World War II jumpstarted the economy but at a terrible price -- thousands of deaths and the internment of the nation's second largest Japanese American communities. Boeing was the biggest local winner, and it applied the Cold War technology of jet bombers to revolutionize airline travel. Thanks in large part to Boeing's expanding workforce, population growth resumed in the 1950s and spread into burgeoning suburbs. Seattle celebrated good times and a bright future with a second world's fair, the Century 21 Exposition, in 1962.

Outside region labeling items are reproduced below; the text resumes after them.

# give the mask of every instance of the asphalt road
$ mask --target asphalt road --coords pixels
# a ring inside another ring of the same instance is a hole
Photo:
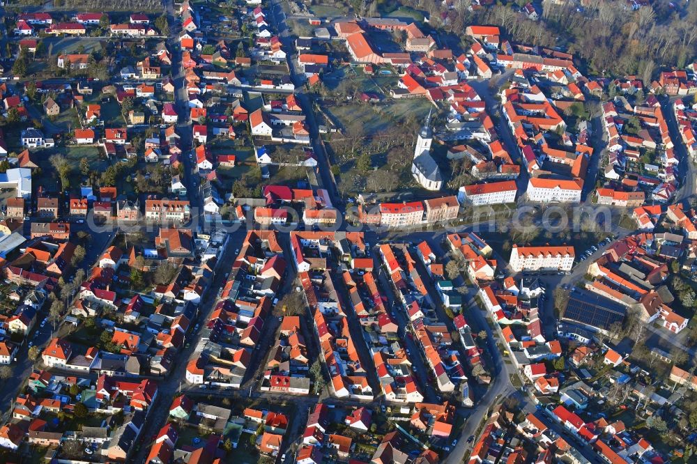
[[[661,111],[663,111],[663,116],[668,124],[668,132],[671,134],[671,139],[673,140],[674,145],[673,150],[680,162],[678,165],[679,172],[684,176],[682,185],[675,193],[673,203],[688,200],[697,193],[697,169],[695,168],[694,160],[690,157],[682,143],[682,137],[678,130],[677,121],[675,120],[675,115],[673,111],[673,102],[677,98],[677,97],[671,99],[666,98],[661,101]]]
[[[169,374],[163,380],[158,383],[158,396],[154,403],[150,406],[150,412],[146,420],[143,430],[141,431],[140,445],[132,456],[133,463],[143,463],[147,456],[151,444],[150,437],[157,433],[164,425],[169,414],[169,405],[174,396],[178,394],[180,386],[185,383],[186,364],[188,359],[198,344],[204,330],[204,321],[208,320],[217,301],[216,293],[218,288],[222,288],[225,282],[225,275],[232,268],[235,261],[234,250],[238,248],[244,237],[245,231],[238,231],[231,235],[227,247],[223,251],[219,260],[218,268],[213,273],[213,280],[210,282],[208,290],[204,293],[199,304],[197,316],[191,321],[190,326],[195,327],[199,324],[198,332],[193,330],[187,336],[189,348],[185,348],[179,353],[171,368]]]
[[[293,37],[291,36],[290,29],[286,24],[286,15],[283,13],[280,0],[273,0],[268,8],[273,19],[273,23],[276,27],[276,31],[282,43],[286,50],[293,50],[286,56],[288,66],[290,70],[291,79],[296,86],[296,98],[300,105],[305,110],[305,121],[309,129],[310,139],[312,141],[312,148],[314,150],[315,155],[319,162],[319,178],[321,182],[321,186],[329,193],[332,199],[332,203],[335,207],[342,204],[341,196],[339,195],[336,183],[332,176],[330,162],[326,150],[323,146],[322,139],[320,137],[319,131],[317,128],[317,121],[314,117],[314,109],[312,107],[312,102],[307,94],[305,93],[302,84],[305,83],[305,73],[298,64],[298,55],[295,52],[295,44]]]

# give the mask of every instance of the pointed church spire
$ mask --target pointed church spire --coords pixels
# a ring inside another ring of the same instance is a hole
[[[429,115],[426,116],[426,121],[424,121],[424,125],[421,127],[419,135],[421,136],[422,139],[433,139],[433,132],[431,130],[431,113],[433,109],[433,107],[431,107],[429,109]]]

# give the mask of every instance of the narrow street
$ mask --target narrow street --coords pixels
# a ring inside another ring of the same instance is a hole
[[[291,79],[296,86],[296,98],[305,110],[303,112],[309,126],[309,136],[312,141],[312,148],[314,150],[315,156],[319,162],[317,167],[319,174],[319,179],[321,180],[322,188],[325,189],[329,193],[334,206],[339,208],[343,202],[332,176],[331,165],[317,127],[317,122],[314,117],[314,109],[303,88],[305,81],[305,73],[298,64],[298,54],[293,42],[293,38],[291,36],[290,29],[286,24],[286,16],[281,6],[281,0],[273,0],[269,9],[281,42],[286,50],[292,50],[286,56],[288,66],[290,69]]]
[[[174,361],[167,378],[158,383],[158,395],[150,406],[148,417],[141,431],[140,447],[133,455],[134,463],[139,463],[145,461],[149,450],[150,437],[156,433],[164,424],[169,414],[169,405],[171,404],[180,387],[185,384],[187,362],[198,345],[201,332],[204,330],[202,323],[208,318],[215,305],[217,289],[222,288],[224,284],[225,275],[229,272],[235,261],[235,247],[242,243],[245,236],[243,232],[240,231],[230,236],[228,246],[220,256],[217,270],[213,274],[213,280],[199,304],[198,317],[191,321],[191,326],[200,323],[201,327],[198,332],[192,330],[187,335],[187,339],[190,340],[189,348],[182,350]]]
[[[678,164],[679,172],[684,177],[682,185],[675,193],[673,203],[680,203],[694,197],[697,191],[697,168],[695,162],[690,157],[682,143],[682,137],[677,127],[677,121],[673,112],[673,103],[677,98],[665,99],[661,101],[661,111],[668,124],[668,132],[674,145],[677,157],[680,160]]]

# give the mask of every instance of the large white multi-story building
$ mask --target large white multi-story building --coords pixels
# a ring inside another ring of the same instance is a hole
[[[385,227],[415,226],[424,220],[424,203],[383,203],[380,205],[380,225]]]
[[[569,271],[576,254],[573,247],[519,247],[511,250],[511,268],[516,272],[523,270]]]
[[[187,200],[146,200],[145,219],[161,222],[185,222],[191,218]]]
[[[491,182],[461,187],[457,199],[461,203],[469,202],[475,206],[500,205],[515,201],[517,192],[514,180]]]
[[[528,181],[528,199],[549,203],[580,203],[583,181],[581,179],[541,179],[533,177]]]

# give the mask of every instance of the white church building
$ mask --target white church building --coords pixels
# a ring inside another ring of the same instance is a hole
[[[411,175],[419,185],[427,190],[440,190],[443,187],[443,176],[441,169],[433,157],[431,156],[431,142],[433,141],[433,130],[431,129],[431,111],[426,118],[414,148],[414,160],[411,163]]]

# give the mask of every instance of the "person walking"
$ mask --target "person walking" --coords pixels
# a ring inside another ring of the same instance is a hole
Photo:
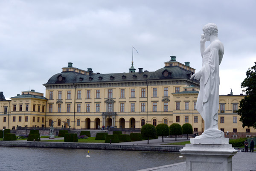
[[[245,141],[244,142],[244,148],[245,150],[245,153],[248,152],[248,145],[249,144],[249,142],[247,141],[247,139],[245,139]]]
[[[254,142],[253,140],[253,139],[251,140],[251,142],[250,143],[250,152],[253,152],[253,149],[254,148]],[[252,151],[252,149],[253,151]]]

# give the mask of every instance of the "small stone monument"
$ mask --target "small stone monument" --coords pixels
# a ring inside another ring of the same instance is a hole
[[[50,126],[50,136],[49,139],[54,139],[54,128],[53,125],[54,125],[54,122],[53,121],[52,121],[52,125]]]
[[[187,171],[231,171],[232,157],[237,151],[228,144],[228,138],[224,137],[224,133],[218,127],[219,64],[224,47],[218,38],[215,24],[206,25],[203,31],[200,41],[202,69],[190,79],[200,81],[196,109],[204,120],[205,131],[201,135],[190,139],[191,144],[186,144],[180,151],[186,157]],[[205,48],[206,41],[210,43]]]

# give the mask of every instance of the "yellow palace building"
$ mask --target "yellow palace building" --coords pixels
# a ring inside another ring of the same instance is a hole
[[[135,72],[132,63],[128,72],[110,74],[81,70],[69,62],[44,84],[45,97],[33,90],[22,92],[11,101],[5,100],[2,95],[0,129],[49,127],[52,121],[55,127],[65,125],[73,129],[189,123],[194,133],[200,134],[204,121],[195,110],[199,83],[190,79],[195,69],[189,62],[181,64],[176,58],[171,56],[164,67],[154,72],[143,68]],[[232,92],[219,96],[218,125],[230,132],[230,137],[256,134],[252,128],[243,128],[236,113],[244,97]]]

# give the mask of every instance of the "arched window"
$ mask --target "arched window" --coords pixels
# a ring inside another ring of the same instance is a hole
[[[76,120],[76,126],[80,126],[80,119]]]
[[[61,119],[58,119],[58,126],[61,126]]]
[[[145,125],[145,119],[141,119],[141,126],[143,126],[144,125]]]
[[[153,119],[153,125],[155,127],[157,126],[157,119]]]
[[[49,119],[49,126],[52,125],[52,119]]]

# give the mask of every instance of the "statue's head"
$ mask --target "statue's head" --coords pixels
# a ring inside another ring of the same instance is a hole
[[[208,33],[210,35],[218,36],[218,27],[214,23],[209,23],[204,26],[203,27],[203,31],[204,33]]]

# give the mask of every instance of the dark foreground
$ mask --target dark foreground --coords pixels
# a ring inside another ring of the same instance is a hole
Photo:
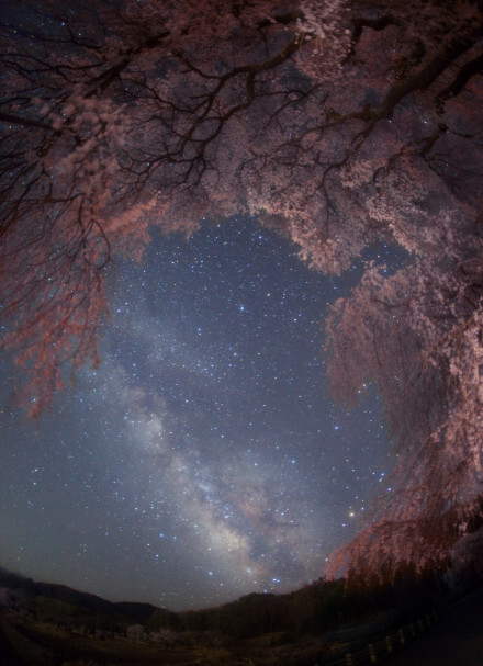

But nothing lasts forever. Boeing was buffeted during the mid-1960s by the loss of several crucial defense contracts, and it launched its new 747 Jumbo Jet just as the air went out of the airline industry. The company shed more than 60,000 workers during the ensuing "Boeing Bust," and when a Sea-Tac billboard teased, "Will the last person leaving Seattle please turn out the lights" in April 1971, nobody laughed.

A lot of people did leave Seattle during the bust. The city's population dropped from 565,000 in 1965 to under half a million by 1980, but the larger metropolitan area continued to grow, permanently tipping the balance of regional power. After their white-knuckle ride with Boeing, business and government leaders vowed to diversify the local economy by attracting new and different businesses. Among these, a little software firm called Micro-soft relocated from Albuquerque to the Eastside in 1978.

The region's economic strategy has in fact helped to cushion the area against the ups and downs of the past quarter of a century. Some might argue that it has worked too well, for growth is now the cause of most of our social and environmental complaints. There is an alternative, of course, but do we really want to go there again?